The Time Scale of Recombination Rate Evolution in Great Apes
Laurie S. Stevison *,1,2, August E. Woerner 3,4, Jeffrey M. Kidd 5,6, Joanna L. Kelley 7,8, Krishna R. Veeramah 3,9, Kimberly F. McManus 10,11, Great Ape Genome Project 12, Carlos D. Bustamante 8, Michael F. Hammer 3,13,14 and Jeffrey D. Wall *,1,15
+ Author Affiliations
1Institute for Human Genetics, University of California San Francisco
2Department of Biological Sciences, Auburn University
3Arizona Research Laboratories, Division of Biotechnology, University of Arizona
4Department of Genetics, University of Arizona
5Department of Human Genetics, University of Michigan
6Department of Computational Medicine & Bioinformatics, University of Michigan
7School of Biological Sciences, Washington State University
8Department of Genetics, Stanford University
9Department of Ecology and Evolution, Stony Brook University
10Department of Biology, Stanford University
11Department of Biomedical Informatics, Stanford University
12Great Ape Genome Project, contributors Listed in Supplement
13Department of Ecology and Evolutionary Biology, University of Arizona
14Department of Anthropology, University of Arizona
15Department of Epidemiology & Biostatistics, University of California San Francisco
↵*Corresponding author: E-mail: lss0021@auburn.edu; wallj@humgen.ucsf.edu.
Received May 24, 2015. Revision received November 19, 2015. Accepted November 23, 2015.

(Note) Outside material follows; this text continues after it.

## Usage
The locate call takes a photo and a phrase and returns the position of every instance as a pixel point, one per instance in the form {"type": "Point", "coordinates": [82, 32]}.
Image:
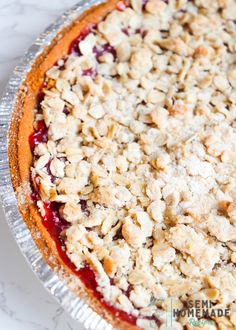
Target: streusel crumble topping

We present three linkage-disequilibrium (LD)-based recombination maps generated using whole-genome sequence data from 10 Nigerian chimpanzees, 13 bonobos, and 15 western gorillas, collected as part of the Great Ape Genome Project (Prado-Martinez J, et al. 2013. Great ape genetic diversity and population history. Nature 499:471–475). We also identified species-specific recombination hotspots in each group using a modified LDhot framework, which greatly improves statistical power to detect hotspots at varying strengths. We show that fewer hotspots are shared among chimpanzee subspecies than within human populations, further narrowing the time scale of complete hotspot turnover. Further, using species-specific PRDM9 sequences to predict potential binding sites (PBS), we show higher predicted PRDM9 binding in recombination hotspots as compared to matched cold spot regions in multiple great ape species, including at least one chimpanzee subspecies. We found that correlations between broad-scale recombination rates decline more rapidly than nucleotide divergence between species. We also compared the skew of recombination rates at centromeres and telomeres between species and show a skew from chromosome means extending as far as 10–15 Mb from chromosome ends. Further, we examined broad-scale recombination rate changes near a translocation in gorillas and found minimal differences as compared to other great ape species perhaps because the coordinates relative to the chromosome ends were unaffected. Finally, on the basis of multiple linear regression analysis, we found that various correlates of recombination rate persist throughout the African great apes including repeats, diversity, and divergence. Our study is the first to analyze within- and between-species genome-wide recombination rate variation in several close relatives.